Sam used the iron twice more to be sure she had closed the odd, deep wound. She could feel her heart thudding in her chest, but nothing else except the flames that had become her leg. She dropped the bloody metal into the fire and grasped the syringe of morphine with jerking fingers.
She gave herself half of the green liquid; the pain immediately sank down into a monster she could tolerate. The morphine was powerful, consuming. She was unprepared for the strength as it made her mind swim.
When she thought she had herself under control, Samantha shot a generous dose of antibiotics into her thigh and then sat still, trying to stay awake. She was afraid of the wound breaking open and terrified of her dreams. Melvin and Henry were her companions most nights, often joined by the press secretary from the bunker. She knew it was just her mind sorting through it all, but she couldn’t help being afraid. If this surgery succeeded, she might make it to Cheyenne by April Fools’ Day. If it didn’t, she would die here.
Pain came in thick waves, stealing her breath. Samantha reflected on her Seattle office as a distraction. She had spent more time there than in the condo she’d inherited from her parents. She hadn’t been a public member of the weather service, just a computer message they had been told to listen to no matter what their own data said. She’d been well treated, with a home office full of luxuries designed to keep her happy and working.
“Prize rat in a cushy run,” she slurred, crying. I was part of the problem. Some of this is my fault.
Samantha slumped against the bed of cushions and pillows she’d made.
Outside, snow began to fall.
2
Wwhhhoooo!
Sam moaned in agony before her eyes were even open, hands going to her wound. She screamed as clumsy fingers found the raw, angry flesh of her leg.
Sam jerked awake. She took shallow, rapid breaths as she slammed the needle into her other thigh, shoving in the rest of the morphine. Her empty stomach churned. She gagged. Tears streamed down her cheeks. Sam concentrated on holding in her guts as the pain started to sink back down.
After a moment, she pried her lids open. Cleanup had to be done. An animal outside had woken her. The mess was already drawing predators, even though she could hear wind beating against the cabin. Her dream flashed. A blizzard was coming. Places on the edge of the storm would experience sudden temperature drops. The war’s death count was about to climb.
As if to prove her point, the storm picked up; freezing rain slammed against the windows.
Sam jumped at a blur in the corner. Squinting, her blurry vision told her it wasn’t a threat. The long mouse appeared normal.
Samantha forced herself to use the bedpan, leg flaring at each jar and wobble. She cleaned herself with alcohol pads, relieved to see the infection lines were already lighter.
She forced herself to drink a cup of water and eat a pack of stale peanut butter crackers. She also tossed one into the corner for the mouse to find.
Samantha missed the fire. She hated shivering in the dark, but she wasn’t up to the effort required to relight it. For now, she had a big stack of blankets and a couple of flashlights. That would have to be enough.

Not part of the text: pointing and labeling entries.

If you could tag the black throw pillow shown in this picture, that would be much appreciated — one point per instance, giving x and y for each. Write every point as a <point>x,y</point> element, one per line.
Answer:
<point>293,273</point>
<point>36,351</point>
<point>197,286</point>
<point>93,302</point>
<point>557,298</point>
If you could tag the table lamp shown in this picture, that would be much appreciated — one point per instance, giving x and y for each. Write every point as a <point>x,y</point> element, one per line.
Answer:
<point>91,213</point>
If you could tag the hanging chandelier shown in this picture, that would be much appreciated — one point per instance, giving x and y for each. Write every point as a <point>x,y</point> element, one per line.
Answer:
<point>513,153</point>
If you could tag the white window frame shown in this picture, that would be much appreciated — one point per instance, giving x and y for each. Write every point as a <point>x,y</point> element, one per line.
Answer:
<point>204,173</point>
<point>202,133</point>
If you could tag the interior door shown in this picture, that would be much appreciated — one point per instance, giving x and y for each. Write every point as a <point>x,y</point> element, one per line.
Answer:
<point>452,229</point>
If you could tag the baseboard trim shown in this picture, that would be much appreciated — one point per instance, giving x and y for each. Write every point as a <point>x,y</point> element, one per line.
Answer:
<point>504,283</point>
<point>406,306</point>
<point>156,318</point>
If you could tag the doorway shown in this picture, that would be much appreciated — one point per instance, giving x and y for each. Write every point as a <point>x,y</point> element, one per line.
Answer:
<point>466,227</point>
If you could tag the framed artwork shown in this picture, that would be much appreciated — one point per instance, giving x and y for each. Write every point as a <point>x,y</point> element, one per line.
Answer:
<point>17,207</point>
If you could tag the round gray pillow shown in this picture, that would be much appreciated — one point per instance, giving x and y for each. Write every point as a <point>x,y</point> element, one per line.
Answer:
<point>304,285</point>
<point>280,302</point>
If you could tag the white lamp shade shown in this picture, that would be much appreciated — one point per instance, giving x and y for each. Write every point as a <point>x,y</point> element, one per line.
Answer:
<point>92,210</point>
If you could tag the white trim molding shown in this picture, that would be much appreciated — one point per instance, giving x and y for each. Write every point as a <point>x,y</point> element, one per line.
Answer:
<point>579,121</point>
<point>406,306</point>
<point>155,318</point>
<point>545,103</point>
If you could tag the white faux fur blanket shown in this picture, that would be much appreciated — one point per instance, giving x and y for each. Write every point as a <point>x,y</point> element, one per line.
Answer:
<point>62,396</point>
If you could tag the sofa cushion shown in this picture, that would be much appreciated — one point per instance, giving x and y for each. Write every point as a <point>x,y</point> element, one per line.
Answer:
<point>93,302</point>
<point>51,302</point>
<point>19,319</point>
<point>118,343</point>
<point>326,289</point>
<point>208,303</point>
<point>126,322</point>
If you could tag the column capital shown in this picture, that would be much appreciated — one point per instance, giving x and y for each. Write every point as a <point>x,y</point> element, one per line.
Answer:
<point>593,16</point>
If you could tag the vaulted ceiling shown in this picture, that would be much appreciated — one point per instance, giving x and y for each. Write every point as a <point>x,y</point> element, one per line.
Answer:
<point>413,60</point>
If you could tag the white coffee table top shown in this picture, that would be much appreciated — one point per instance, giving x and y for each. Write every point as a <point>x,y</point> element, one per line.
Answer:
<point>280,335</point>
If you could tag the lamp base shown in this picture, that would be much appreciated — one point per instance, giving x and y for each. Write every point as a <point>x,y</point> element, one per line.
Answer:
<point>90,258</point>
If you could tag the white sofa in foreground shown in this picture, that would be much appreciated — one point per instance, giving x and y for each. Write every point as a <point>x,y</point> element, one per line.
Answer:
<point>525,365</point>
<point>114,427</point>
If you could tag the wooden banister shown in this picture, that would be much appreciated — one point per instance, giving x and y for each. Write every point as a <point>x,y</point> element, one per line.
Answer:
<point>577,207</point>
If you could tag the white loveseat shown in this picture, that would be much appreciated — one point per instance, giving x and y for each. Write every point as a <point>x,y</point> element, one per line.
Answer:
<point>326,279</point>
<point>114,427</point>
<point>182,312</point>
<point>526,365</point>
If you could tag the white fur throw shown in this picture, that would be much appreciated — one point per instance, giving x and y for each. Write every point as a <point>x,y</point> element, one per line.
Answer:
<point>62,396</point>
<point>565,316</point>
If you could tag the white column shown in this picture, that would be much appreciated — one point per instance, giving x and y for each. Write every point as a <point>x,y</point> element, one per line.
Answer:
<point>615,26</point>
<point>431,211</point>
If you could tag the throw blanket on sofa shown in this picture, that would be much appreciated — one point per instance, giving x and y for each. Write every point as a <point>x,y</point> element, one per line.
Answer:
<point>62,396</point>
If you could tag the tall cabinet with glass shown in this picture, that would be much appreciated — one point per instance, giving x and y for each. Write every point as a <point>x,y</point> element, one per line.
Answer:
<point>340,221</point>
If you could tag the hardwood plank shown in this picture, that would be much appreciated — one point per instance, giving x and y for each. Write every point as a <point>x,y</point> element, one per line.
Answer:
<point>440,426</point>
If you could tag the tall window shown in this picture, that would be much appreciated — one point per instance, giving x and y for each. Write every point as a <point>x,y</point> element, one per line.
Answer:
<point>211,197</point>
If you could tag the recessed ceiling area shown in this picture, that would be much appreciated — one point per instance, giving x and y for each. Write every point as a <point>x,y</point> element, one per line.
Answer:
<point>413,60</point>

Sam took another half syringe of morphine. She tugged the covers over herself with numb hands. “I’ll rest a while and then I’ll be okay.”
She told herself that repeatedly, needing comfort now that loneliness had caught up on her solitary journey. Samantha had finally come to hate the constant silence of the new world. She needed to be with people again. As soon as she was able, she would get on her way to Cheyenne and the EPA weather shelter that was there. She would check it out and stock it for the winter, then make it her hideout. She couldn’t help hoping other survivors would be there, but she knew that was too much to ask for. All roads lead to death now. It’s just a matter of how we get there.